3. Provides highly automated operations, including multi-tenancy, both
natively in Hadoop 2.x and integrated with existing management tools.
4. Runs anywhere, across operating systems, deployment form factors, onpremise and in the cloud.
5. Enables both existing and new applications to provide value to the
organization.
Benefits of a Data Lake
Deploying an enterprise-wide Apache Hadoop data lake brings a series of
benefits relative to spinning up dedicated clusters for each project. Most
importantly, larger questions can be asked, yielding deeper insights because
any authorized user can interact with the pool of data in multiple ways. More
data typically leads to better answers.
The data lake, as a shared service across the organization, also brings
operational benefits that are very similar to a private infrastructure cloud:

Speed of provisioning and de-provisioning.

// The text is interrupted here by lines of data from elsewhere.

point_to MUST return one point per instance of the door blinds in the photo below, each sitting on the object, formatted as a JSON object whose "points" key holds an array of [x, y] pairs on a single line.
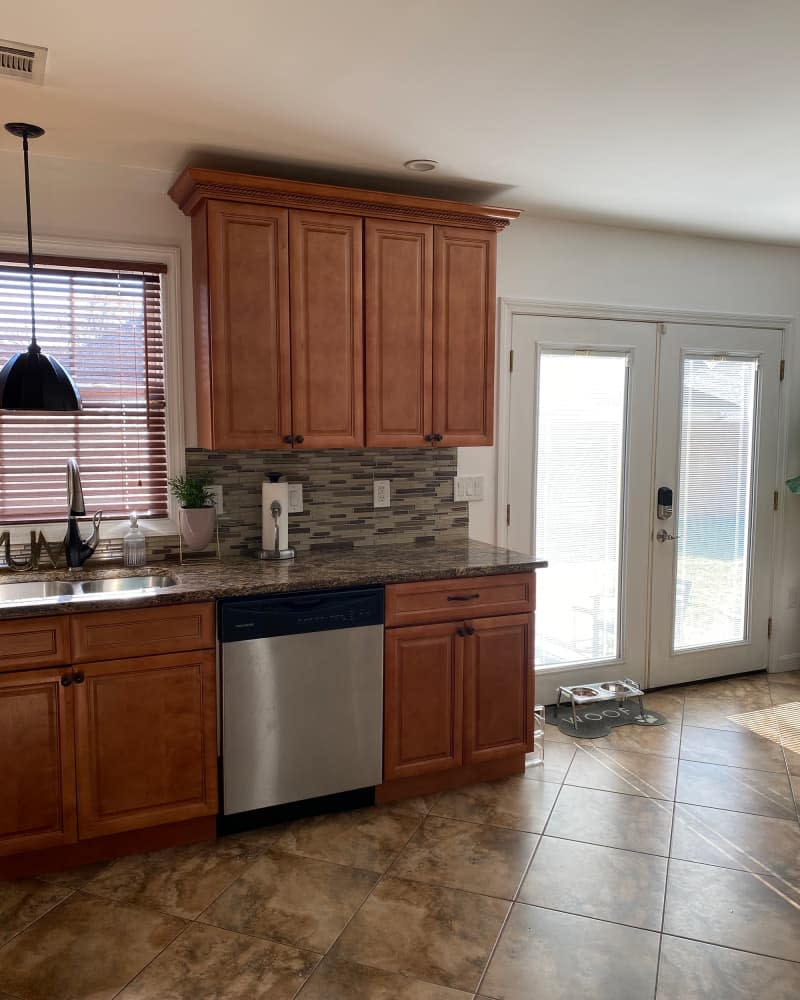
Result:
{"points": [[103, 322]]}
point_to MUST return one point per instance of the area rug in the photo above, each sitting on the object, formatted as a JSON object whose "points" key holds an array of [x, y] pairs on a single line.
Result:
{"points": [[599, 718]]}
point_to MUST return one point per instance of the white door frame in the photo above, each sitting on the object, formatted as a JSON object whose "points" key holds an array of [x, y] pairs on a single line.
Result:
{"points": [[509, 308]]}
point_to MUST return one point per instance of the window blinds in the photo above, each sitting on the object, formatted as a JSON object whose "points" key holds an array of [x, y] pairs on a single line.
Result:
{"points": [[103, 322]]}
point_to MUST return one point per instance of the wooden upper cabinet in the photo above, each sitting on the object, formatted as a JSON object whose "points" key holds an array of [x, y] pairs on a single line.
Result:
{"points": [[242, 331], [498, 687], [398, 283], [37, 789], [463, 336], [327, 330], [145, 739]]}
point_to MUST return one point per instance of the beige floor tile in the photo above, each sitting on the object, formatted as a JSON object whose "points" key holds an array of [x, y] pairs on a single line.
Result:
{"points": [[718, 746], [515, 803], [735, 714], [593, 881], [346, 981], [477, 858], [731, 908], [737, 840], [23, 902], [85, 948], [663, 740], [181, 880], [365, 838], [629, 822], [442, 936], [691, 970], [537, 956], [211, 962], [621, 771], [762, 792], [293, 900], [557, 758]]}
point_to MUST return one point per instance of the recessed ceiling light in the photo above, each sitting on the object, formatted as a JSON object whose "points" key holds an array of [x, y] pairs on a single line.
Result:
{"points": [[421, 166]]}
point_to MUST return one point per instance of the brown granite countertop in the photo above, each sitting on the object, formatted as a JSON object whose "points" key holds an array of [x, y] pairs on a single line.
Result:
{"points": [[209, 579]]}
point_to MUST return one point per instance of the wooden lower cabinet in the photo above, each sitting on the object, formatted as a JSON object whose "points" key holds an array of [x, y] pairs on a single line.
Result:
{"points": [[145, 738], [498, 688], [37, 788], [423, 699]]}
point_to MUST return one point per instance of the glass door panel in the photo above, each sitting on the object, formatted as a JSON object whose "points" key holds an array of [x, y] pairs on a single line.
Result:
{"points": [[582, 413], [715, 501]]}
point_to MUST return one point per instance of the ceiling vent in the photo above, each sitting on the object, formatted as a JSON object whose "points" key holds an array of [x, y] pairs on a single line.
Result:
{"points": [[23, 62]]}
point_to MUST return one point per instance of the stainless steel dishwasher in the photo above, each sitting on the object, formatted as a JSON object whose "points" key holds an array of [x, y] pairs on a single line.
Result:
{"points": [[302, 696]]}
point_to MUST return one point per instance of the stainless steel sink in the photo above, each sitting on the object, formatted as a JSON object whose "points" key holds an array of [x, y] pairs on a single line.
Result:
{"points": [[58, 592]]}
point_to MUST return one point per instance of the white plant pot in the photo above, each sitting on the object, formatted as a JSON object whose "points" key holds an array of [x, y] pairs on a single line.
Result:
{"points": [[197, 526]]}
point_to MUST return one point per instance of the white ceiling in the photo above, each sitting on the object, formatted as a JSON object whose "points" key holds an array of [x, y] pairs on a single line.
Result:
{"points": [[678, 114]]}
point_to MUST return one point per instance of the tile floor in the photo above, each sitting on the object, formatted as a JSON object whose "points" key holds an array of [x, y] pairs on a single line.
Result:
{"points": [[660, 863]]}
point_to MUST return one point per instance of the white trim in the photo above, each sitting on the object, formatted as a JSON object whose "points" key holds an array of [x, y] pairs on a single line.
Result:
{"points": [[509, 308], [173, 365]]}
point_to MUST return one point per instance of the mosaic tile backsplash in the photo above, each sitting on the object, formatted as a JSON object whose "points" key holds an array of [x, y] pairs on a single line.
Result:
{"points": [[337, 496]]}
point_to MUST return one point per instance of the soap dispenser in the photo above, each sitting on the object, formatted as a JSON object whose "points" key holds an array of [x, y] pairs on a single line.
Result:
{"points": [[134, 548]]}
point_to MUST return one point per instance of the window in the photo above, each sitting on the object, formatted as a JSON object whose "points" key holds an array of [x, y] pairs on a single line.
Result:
{"points": [[103, 321]]}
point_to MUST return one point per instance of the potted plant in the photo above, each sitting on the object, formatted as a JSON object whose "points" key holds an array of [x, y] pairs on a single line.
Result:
{"points": [[198, 515]]}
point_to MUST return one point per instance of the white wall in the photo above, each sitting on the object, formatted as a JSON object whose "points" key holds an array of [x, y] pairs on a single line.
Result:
{"points": [[72, 199], [572, 262]]}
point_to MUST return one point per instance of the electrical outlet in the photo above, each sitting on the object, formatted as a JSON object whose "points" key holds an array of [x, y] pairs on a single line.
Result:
{"points": [[216, 491], [295, 498], [381, 493]]}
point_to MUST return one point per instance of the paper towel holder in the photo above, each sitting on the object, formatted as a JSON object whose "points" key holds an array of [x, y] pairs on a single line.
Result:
{"points": [[275, 552]]}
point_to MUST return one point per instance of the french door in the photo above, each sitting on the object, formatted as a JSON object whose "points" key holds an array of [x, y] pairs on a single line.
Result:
{"points": [[642, 466]]}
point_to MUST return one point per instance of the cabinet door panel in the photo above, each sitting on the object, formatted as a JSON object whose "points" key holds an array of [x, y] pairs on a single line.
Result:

Fast learning curve and reduced operational complexity.
Consistent enforcement of data security, privacy and governance.
Optimal capital efficiency.

PAGE 2

Memo from Analytix.is


BUSINESS DRIVERS FOR HADOOP 2.X
Many enterprises are overwhelmed by the variety, velocity and volume of data.
Extracting value from that data requires the ability to store data first and query it
in the moment or later in a flexible fashion. Traditional solutions however do not
provide timely or actionable insights. Questions have to be determined before
new data even arrives. Defining schemas on write severely limits your ability to
take advantage of the wealth of new data types available. Moreover, traditional
solutions do not scale well technically or economically. Data is locked into
operational silos of proprietary technology. Retaining all your historical data for
analysis is unaffordable. Therefore, enterprises run out of budget long before
they run out of useful data.
For the business, extracting value from big data is all about asking the right
questions. Often the combination of data sources that are most valuable and the
questions that yield real insights only become apparent after multiple rounds of
exploration and iteration. In other words, questions are not always known in
advance and the data to answer these questions could be of varying types, likely
including unstructured data. What the business requires is an ability to store
data first and query it in the moment or later, in a flexible fashion.
Apache Hadoop 2.x excels at doing exactly that. It is the open source
technology at the center of the big data revolution. Apache Hadoop 2.x has
become the leading platform for capturing, storing, managing and processing
vast quantities of structured and unstructured data in a cost-efficient and scalable
manner, unleashing analytic opportunities to grow revenue and reduce cost.
Apache Hadoop 2.x overcomes some of the challenges of traditional solutions by
delivering unprecedented insight and scale. Hadoop 2.x allows you to store data
first and query it in the moment or later in a flexible fashion. The key reason
Hadoop 2.x allows you to capture more data is because the marginal cost of
retaining data is less than the marginal value. In fact, Hadoop provides 20x
cheaper data storage than alternatives. That results in order-of-magnitude better
insights and business value compared to legacy solutions. This step change in
effectiveness and efficiency completely transforms the value of your data,
allowing you to take full advantage of the rapid growth in data volume, variety
and velocity. Exceptionally powerful analyses are now possible, whether using
existing tools or entirely new applications.
Therefore, only Hadoop 2.x is able to provide distributed storage and processing
that is

Affordable and performing well into the 100+ petabyte scale.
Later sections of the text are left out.